R Control Flow Exercises: 18 if/else, Loop and switch Problems
Eighteen runnable practice problems covering R's control flow primitives: scalar if, vectorised ifelse() and case_when(), for and while loops, break and next, switch() dispatch, and the short-circuit operators && and ||. Every exercise hides its solution behind an expandable block so you can attempt it first.
Control flow in R is small in surface area and big in pitfalls. if insists on a length-one logical, for loops are usually the wrong tool when a vectorised function exists, and && is not just a faster &. These problems isolate each idiom on realistic data so the difference is concrete.
Section 1. if, else, and else-if chains (3 problems)
Exercise 1.1: Return a pass or fail label from a numeric exam score
Task: Given a single numeric variable score, write an if/else expression that returns the string "pass" when the score is at least 60 and "fail" otherwise. Assign the returned value (not a printed side effect) for score <- 72 to ex_1_1.
Expected result:
#> [1] "pass"
Difficulty: Beginner
A single threshold splits the score into two possible outcomes, and the comparison itself decides which one you get.
Use if (score >= 60) ... else ... as an expression and assign its value straight into ex_1_1.
Click to reveal solution
Explanation: In R, if is an expression that returns the value of its matched branch, so you can assign its result directly without an intermediate print(). This is unusual compared with Python or Java where if is a statement. The expression form keeps grading logic tight; for vectorised pass/fail across many scores you'd reach for ifelse() instead, since scalar if errors when fed a length>1 logical.
Exercise 1.2: Convert numeric exam scores into letter grades with an else-if chain
Task: The registrar needs a function grade(score) that maps a numeric exam score to a letter using these cutoffs: 90+ is "A", 80 to 89 is "B", 70 to 79 is "C", 60 to 69 is "D", and below 60 is "F". Build it with a chained if/else if/else and save grade(73) to ex_1_2.
Expected result:
#> [1] "C"
Difficulty: Intermediate
Test the strictest cutoff first so each later branch can assume the higher ones already failed.
Chain if (score >= 90) "A" else if (score >= 80) "B" ... and finish with a bare else "F".
Click to reveal solution
Explanation: The branches are tested top to bottom, so ordering from highest cutoff to lowest is required: a 95 would otherwise match the first satisfied test, not the strictest one. The trailing else is the catch-all for anything under 60, including negatives or zero. For three or more buckets this stays readable, but past five branches you should prefer dplyr::case_when() or cut() with labelled breaks, which both express the buckets declaratively.

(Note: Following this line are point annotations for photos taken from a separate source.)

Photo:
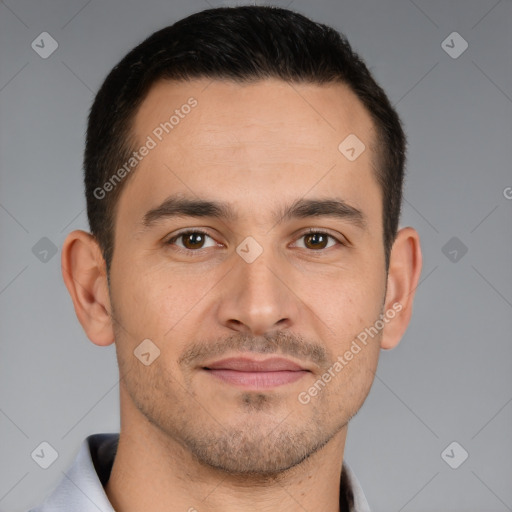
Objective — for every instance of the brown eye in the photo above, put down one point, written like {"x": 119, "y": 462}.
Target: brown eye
{"x": 318, "y": 240}
{"x": 191, "y": 240}
{"x": 315, "y": 240}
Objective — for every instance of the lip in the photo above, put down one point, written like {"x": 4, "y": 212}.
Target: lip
{"x": 253, "y": 374}
{"x": 246, "y": 364}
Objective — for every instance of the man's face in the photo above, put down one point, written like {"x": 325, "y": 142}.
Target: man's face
{"x": 203, "y": 298}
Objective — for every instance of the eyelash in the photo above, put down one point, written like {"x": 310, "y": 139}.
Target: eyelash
{"x": 191, "y": 252}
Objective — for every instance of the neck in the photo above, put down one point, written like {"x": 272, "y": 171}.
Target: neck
{"x": 153, "y": 472}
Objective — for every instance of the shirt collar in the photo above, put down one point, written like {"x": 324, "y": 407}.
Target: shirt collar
{"x": 82, "y": 490}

Exercise 1.3: Build an audit flag combining amount and country with AND and OR
Task: A retail audit team flags a transaction for review when the amount exceeds 5000 OR the country code is outside the allowed set c("US","CA","GB","DE"). Write a function flag_txn(amount, country) returning TRUE or FALSE using || and !(... %in% ...), then save flag_txn(7500, "US") to ex_1_3.
Expected result:
#> [1] TRUE
Difficulty: Intermediate
The transaction is risky if either condition alone holds, so a single combined test is enough.
Return amount > 5000 || !(country %in% allowed) with the allowed set defined inside the function.
Click to reveal solution
Explanation: || short-circuits: the moment the first operand is TRUE R never evaluates the second. That matters when the second is expensive (a database call, say) or when the second could itself error. Use || for scalar guards like this and reserve | for element-wise OR on vectors. A common bug is feeding || a length>1 vector, which raises an error in R 4.3+ and silently used only the first element in older versions.
Section 2. Vectorised conditions: ifelse and case_when (3 problems)
Exercise 2.1: Label every mtcars row as efficient or thirsty in one call
Task: Use ifelse() on the mtcars$mpg column to produce a character vector of the same length where rows with mpg >= 20 are "efficient" and the rest are "thirsty". Save the resulting character vector to ex_2_1. Do not use a loop.
Expected result:
#> [1] "thirsty" "thirsty" "efficient" "efficient" "thirsty" "thirsty"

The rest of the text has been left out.